Cumhurbaşkanı Recep Tayyip Erdoğan'ın kararıyla uluslararası anlaşmalardan çıkılma ihtimali gerçekleşebilir mi? sorusu üzerine bir süredir tartışılan Möntro ve 103 Amiralin Bildirisi ile ilgili Çanakkale Atatürkçü Düşünce Derneği Başkanı Yrd. Doç. Dr. Necmi Akyalçın; ‘’Sözleşme, Türkiye'ye Boğazlar üzerinde tam kontrol hakkı verir ve barış zamanı sivil gemilerin özgürce geçişini garantiler. Ülkemiz için son derece önemli ve değerli bir sözleşmedir.
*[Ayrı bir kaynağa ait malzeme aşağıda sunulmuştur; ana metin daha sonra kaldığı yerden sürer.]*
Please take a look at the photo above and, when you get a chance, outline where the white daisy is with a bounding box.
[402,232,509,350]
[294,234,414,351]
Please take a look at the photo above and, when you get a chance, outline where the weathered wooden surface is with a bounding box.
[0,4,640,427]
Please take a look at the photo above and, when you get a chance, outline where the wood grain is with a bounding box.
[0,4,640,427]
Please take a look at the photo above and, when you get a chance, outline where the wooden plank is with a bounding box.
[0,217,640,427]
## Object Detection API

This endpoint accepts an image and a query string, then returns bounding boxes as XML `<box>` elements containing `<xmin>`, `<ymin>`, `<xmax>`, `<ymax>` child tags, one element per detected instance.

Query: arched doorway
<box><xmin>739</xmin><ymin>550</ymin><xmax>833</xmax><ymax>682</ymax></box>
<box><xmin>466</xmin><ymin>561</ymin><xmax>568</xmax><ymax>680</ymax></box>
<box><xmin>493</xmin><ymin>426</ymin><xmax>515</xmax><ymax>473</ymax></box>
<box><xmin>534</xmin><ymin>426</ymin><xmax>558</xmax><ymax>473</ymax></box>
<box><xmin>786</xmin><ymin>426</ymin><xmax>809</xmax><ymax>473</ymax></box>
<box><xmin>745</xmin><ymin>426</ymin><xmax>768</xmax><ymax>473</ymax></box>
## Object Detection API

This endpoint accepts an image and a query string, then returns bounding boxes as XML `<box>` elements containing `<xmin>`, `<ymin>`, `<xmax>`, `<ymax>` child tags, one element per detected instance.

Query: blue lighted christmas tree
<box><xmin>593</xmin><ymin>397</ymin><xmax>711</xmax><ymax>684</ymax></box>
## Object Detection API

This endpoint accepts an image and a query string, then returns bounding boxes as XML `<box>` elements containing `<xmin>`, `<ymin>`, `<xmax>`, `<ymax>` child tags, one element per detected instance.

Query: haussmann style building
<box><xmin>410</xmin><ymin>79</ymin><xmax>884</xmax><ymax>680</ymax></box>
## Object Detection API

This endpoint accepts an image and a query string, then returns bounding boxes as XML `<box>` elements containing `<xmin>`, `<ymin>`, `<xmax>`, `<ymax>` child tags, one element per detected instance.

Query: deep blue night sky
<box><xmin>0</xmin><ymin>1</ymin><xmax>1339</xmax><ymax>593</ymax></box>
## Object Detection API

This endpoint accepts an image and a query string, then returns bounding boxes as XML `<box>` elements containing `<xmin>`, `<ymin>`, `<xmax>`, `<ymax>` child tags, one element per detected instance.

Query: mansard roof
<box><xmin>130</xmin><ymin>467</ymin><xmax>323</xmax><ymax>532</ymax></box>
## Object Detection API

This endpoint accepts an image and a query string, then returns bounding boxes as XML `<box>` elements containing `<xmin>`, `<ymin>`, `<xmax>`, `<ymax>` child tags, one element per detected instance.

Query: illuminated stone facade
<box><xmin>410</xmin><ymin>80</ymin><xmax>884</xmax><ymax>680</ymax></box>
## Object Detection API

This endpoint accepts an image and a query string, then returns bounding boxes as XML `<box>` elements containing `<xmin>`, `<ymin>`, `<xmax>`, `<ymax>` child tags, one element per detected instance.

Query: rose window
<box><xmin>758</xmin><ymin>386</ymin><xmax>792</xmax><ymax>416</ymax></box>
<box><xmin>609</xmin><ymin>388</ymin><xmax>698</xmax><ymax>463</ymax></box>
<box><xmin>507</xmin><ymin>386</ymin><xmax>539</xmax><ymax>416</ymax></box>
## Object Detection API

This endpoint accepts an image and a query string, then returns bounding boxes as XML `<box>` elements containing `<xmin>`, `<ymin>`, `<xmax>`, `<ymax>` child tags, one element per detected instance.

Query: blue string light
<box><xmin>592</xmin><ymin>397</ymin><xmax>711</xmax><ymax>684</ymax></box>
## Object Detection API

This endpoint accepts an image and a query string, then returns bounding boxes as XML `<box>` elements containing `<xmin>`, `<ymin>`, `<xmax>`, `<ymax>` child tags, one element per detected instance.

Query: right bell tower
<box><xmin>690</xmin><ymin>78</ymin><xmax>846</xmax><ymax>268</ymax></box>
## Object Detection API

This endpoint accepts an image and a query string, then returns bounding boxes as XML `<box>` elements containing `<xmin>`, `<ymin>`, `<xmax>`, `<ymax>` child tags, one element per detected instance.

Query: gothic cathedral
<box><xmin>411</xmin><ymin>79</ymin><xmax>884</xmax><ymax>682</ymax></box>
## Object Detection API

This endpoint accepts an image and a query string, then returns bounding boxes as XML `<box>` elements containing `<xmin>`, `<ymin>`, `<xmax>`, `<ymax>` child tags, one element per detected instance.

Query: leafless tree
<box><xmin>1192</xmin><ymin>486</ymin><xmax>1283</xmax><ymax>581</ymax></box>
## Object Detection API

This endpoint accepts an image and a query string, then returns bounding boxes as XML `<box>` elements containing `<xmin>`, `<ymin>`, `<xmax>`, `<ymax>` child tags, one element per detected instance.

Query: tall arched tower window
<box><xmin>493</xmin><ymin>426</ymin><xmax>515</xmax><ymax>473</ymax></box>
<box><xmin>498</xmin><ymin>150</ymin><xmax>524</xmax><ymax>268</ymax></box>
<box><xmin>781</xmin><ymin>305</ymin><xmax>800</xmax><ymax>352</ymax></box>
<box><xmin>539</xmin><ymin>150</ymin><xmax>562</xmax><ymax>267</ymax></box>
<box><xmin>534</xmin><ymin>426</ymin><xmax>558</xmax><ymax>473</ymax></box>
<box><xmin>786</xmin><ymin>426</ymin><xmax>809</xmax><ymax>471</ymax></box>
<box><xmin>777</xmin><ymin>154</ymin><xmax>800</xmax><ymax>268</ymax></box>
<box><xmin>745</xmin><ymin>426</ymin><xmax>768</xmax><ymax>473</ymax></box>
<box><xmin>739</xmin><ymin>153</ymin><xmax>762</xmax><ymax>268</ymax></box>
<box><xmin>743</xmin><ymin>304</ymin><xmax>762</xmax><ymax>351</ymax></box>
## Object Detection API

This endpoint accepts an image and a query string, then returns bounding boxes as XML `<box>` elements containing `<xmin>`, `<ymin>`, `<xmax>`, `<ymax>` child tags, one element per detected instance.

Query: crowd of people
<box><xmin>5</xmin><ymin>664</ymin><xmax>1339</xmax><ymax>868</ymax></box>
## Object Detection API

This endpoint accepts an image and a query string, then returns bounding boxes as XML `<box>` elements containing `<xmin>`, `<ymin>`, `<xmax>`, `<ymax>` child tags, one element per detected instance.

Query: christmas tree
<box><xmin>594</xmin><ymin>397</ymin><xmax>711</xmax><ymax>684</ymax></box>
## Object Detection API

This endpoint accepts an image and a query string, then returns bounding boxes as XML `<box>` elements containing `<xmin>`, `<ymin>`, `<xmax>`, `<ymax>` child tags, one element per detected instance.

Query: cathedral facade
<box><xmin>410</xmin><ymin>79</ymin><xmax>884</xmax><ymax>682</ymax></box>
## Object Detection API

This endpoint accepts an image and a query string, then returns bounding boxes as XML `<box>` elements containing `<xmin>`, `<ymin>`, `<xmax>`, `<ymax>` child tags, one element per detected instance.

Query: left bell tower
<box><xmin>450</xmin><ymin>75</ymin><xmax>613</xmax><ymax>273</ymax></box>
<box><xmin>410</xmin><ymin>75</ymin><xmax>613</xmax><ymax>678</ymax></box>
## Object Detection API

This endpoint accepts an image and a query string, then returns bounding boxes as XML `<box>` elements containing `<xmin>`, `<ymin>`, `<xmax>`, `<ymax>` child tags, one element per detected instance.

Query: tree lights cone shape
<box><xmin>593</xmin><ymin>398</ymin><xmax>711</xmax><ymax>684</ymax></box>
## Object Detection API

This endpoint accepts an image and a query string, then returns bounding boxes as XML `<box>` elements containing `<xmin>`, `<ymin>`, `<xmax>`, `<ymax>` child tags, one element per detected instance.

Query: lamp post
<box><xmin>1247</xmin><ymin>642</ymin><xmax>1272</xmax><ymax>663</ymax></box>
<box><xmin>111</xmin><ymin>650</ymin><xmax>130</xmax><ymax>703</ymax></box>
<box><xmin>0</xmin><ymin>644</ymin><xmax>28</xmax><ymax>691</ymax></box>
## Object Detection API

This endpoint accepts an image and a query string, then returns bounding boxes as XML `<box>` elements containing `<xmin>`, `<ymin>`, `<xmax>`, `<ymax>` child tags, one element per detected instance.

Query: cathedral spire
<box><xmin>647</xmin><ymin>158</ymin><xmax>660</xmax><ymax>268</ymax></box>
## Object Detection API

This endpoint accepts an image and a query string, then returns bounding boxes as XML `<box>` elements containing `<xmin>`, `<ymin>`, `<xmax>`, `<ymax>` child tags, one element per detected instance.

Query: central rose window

Lozan, ülkemizin tapu senedidir, Montrö de namusudur” dedi.
 
Necmi Akyalçın İşte Çanakkale Gazetesi’ne yaptığı değerlendirmede,’’ Güzel Türkçemizde, ‘Öküz altında buzağı aramak’ diye bir deyim vardır. Anlamı da, gerçeklerle, mantıkla bağdaşmayacak biçimde suçlamalarda bulunulması, kusurlar ortaya atılması durumunu anlatmak için söylenir biçimindedir” dedi.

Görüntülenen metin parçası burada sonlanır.